Auction Catalogue
A scarce Great War M.M. group of three awarded to Petty Officer J. Simpson, Royal Naval Volunteer Reserve, attached Royal Naval Division - having been wounded in November 1916, he was taken P.O.W. during the German Spring Offensive in March 1918
Military Medal, G.V.R. (TZ-2515 P.O., Anson Bn., R.N.V.R.); 1914-15 Star (TZ. 2515 A.B., R.N.V.R.); British War Medal 1914-20 (T.Z. 2515 P.O., R.N.V.R.), the last with officially re-impressed naming, edge bruising, otherwise generally very fine (3) £500-600
M.M. London Gazette 4 February 1918.
Joseph Simpson, a miner from Denton Burn, Newcastle-on-Tyne, who was born in June 1892, enlisted in the Tyneside Division, Royal Naval Volunteer Reserve, in January 1915, and was posted to Anson Battalion, Royal Naval Division, as an Able Seaman, that August, shortly thereafter serving with the Mediterranean Expeditionary Force at Stavros.

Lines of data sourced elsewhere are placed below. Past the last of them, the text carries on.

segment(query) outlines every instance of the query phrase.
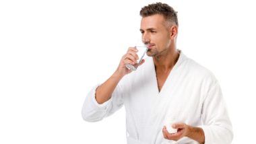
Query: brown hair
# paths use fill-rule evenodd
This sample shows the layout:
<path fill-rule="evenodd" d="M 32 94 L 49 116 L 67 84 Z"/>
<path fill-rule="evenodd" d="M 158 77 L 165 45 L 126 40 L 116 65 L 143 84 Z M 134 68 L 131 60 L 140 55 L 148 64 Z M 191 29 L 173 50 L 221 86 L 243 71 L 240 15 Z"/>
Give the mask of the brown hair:
<path fill-rule="evenodd" d="M 156 3 L 150 4 L 141 8 L 139 15 L 142 17 L 151 16 L 155 14 L 160 14 L 170 22 L 179 26 L 177 12 L 166 3 Z"/>

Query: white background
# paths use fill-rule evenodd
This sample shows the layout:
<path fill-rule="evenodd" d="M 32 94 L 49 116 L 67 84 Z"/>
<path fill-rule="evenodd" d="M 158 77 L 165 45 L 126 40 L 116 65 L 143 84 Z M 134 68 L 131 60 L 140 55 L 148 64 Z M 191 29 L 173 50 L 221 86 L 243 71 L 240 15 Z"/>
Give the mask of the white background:
<path fill-rule="evenodd" d="M 232 143 L 252 143 L 255 2 L 162 1 L 179 11 L 177 48 L 220 83 Z M 83 120 L 81 108 L 133 46 L 140 8 L 152 2 L 1 1 L 0 143 L 125 143 L 124 108 L 94 123 Z"/>

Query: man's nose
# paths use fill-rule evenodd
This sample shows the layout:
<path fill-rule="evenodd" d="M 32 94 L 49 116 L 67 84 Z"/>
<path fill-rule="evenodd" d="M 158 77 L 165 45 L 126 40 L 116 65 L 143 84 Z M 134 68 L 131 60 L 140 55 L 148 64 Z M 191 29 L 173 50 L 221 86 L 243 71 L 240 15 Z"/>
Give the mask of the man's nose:
<path fill-rule="evenodd" d="M 143 34 L 142 36 L 142 42 L 145 44 L 148 44 L 150 42 L 150 38 L 146 34 Z"/>

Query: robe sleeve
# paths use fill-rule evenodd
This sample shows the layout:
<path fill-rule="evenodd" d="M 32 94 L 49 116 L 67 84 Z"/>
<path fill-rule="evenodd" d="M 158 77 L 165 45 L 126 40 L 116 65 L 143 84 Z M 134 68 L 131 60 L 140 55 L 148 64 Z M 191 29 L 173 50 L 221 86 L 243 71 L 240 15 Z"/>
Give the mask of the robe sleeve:
<path fill-rule="evenodd" d="M 201 111 L 205 144 L 231 143 L 233 138 L 231 122 L 218 82 L 209 88 Z"/>
<path fill-rule="evenodd" d="M 121 86 L 117 85 L 111 98 L 104 103 L 100 104 L 95 98 L 96 89 L 100 85 L 96 85 L 87 95 L 82 109 L 82 115 L 86 121 L 96 122 L 113 114 L 123 105 Z"/>

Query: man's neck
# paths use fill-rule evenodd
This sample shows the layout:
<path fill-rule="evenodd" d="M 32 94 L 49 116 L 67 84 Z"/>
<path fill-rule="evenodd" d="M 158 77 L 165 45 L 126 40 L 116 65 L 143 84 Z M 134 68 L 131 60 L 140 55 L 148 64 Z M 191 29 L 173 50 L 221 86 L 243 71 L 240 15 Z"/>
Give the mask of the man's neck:
<path fill-rule="evenodd" d="M 179 52 L 174 48 L 166 55 L 153 57 L 156 71 L 170 71 L 177 62 L 179 57 Z"/>

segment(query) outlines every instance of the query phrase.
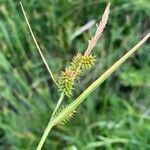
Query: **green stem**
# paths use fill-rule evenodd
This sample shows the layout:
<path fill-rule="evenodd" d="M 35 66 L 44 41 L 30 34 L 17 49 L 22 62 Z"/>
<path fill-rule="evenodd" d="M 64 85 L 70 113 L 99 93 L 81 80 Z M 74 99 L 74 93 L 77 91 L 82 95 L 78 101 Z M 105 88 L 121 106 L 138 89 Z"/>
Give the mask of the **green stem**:
<path fill-rule="evenodd" d="M 52 119 L 54 118 L 55 113 L 56 113 L 56 111 L 58 110 L 58 108 L 60 107 L 60 105 L 61 105 L 62 100 L 64 99 L 64 97 L 65 97 L 65 95 L 64 95 L 64 93 L 62 93 L 61 96 L 60 96 L 60 98 L 59 98 L 59 100 L 58 100 L 58 102 L 57 102 L 57 104 L 56 104 L 56 107 L 55 107 L 55 109 L 54 109 L 54 111 L 53 111 L 53 113 L 52 113 L 52 116 L 51 116 L 51 119 L 50 119 L 50 120 L 52 120 Z"/>
<path fill-rule="evenodd" d="M 62 93 L 61 96 L 60 96 L 60 98 L 59 98 L 59 100 L 58 100 L 58 102 L 57 102 L 57 104 L 56 104 L 56 107 L 55 107 L 55 109 L 54 109 L 54 111 L 52 113 L 52 116 L 51 116 L 51 118 L 49 120 L 49 123 L 48 123 L 48 125 L 47 125 L 47 127 L 46 127 L 46 129 L 45 129 L 45 131 L 43 133 L 43 136 L 42 136 L 42 138 L 41 138 L 41 140 L 40 140 L 40 142 L 39 142 L 38 147 L 37 147 L 36 150 L 41 150 L 41 148 L 42 148 L 42 146 L 43 146 L 43 144 L 44 144 L 44 142 L 45 142 L 45 140 L 46 140 L 46 138 L 47 138 L 47 136 L 48 136 L 51 128 L 53 127 L 53 124 L 51 122 L 52 122 L 52 120 L 53 120 L 53 118 L 55 116 L 56 111 L 60 107 L 60 105 L 62 103 L 62 100 L 64 99 L 64 96 L 65 95 Z"/>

Returning home in early 1916, he served as an attendant to Lieutenant Campbell at Divisional H.Q. before rejoining Anson Battalion that May, and the 3rd Trench Mortar Battery (R.N.D.) in July. Wounded in the right shoulder on 14 November 1916, Simpson was evacuated to 32 Stationary Hospital, Wimereux and thence to the Military Hospital, Eastbourne.
Returning to France with an appointment in 188th Light Trench Mortar Battery (R.N.D.) in early 1917, he was advanced to Leading Seaman in July and to Petty Officer in the following month, the notification for the award of his M.M. appearing in his unit’s routine orders that November. Then in March 1918, following a brief period of leave in the U.K., Simpson was taken P.O.W. in the German Spring Offensive, news of his capture not being confirmed until June. Repatriated in January 1919, he was shortly afterwards demobilised.